Eran las 5:42 cuando entramos en Jefferson Park. Bajamos por Jefferson Drive hasta Jefferson Court y luego giramos en nuestra calle, Jefferson Way. Apagué las luces por última vez y me metí por el camino que llevaba a mi casa. No sabía qué decir y Margo tampoco abría la boca. Llenamos una bolsa del 7-Eleven con basura para que pareciera que el Chrysler estaba como si las últimas seis horas no hubieran existido. Margo me dio otra bolsa con los restos de la vaselina, el bote de pintura y la última lata de Mountain Dew. Mi cerebro luchaba contra el agotamiento.

Me quedé un momento parado delante del monovolumen, con una bolsa en cada mano, y miré a Margo.

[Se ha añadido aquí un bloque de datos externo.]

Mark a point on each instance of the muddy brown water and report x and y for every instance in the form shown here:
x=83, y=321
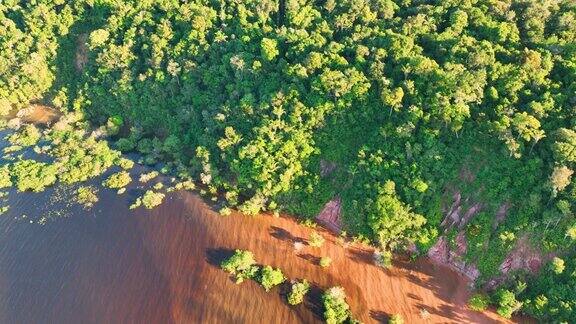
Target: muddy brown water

—Bueno, ha sido una noche fantástica —admití por fin.

—Ven aquí —me dijo.

Di un paso al frente. Me abrazó, y las bolsas me dificultaron devolverle el abrazo, pero si las soltaba, podría despertar a alguien. Noté que se ponía de puntillas y de repente acercó la boca a mi oído y me dijo muy claramente:

—Echaré de menos salir por ahí contigo.

—No tienes por qué —le contesté en voz alta. Intenté ocultar mi decepción—. Si ya no te caen bien tus amigos, sal conmigo. Los míos son muy majos.

Sus labios estaban tan cerca de mí que sentía su sonrisa.

—Me temo que no es posible —susurró.

Se apartó, pero siguió mirándome mientras retrocedía paso a paso. Al final alzó las cejas, sonrió y me creí su sonrisa. La observé trepando a un árbol y subiendo hasta la repisa de la ventana de su habitación, en el segundo piso. Abrió la ventana y se coló dentro.

Entré por la puerta principal, que no estaba cerrada con llave, crucé la cocina de puntillas hasta mi habitación, me quité los vaqueros, los tiré en un rincón del armario, al lado de la mosquitera de la ventana, descargué la foto de Jase y me metí en la cama pensando en lo que le diría a Margo en el instituto.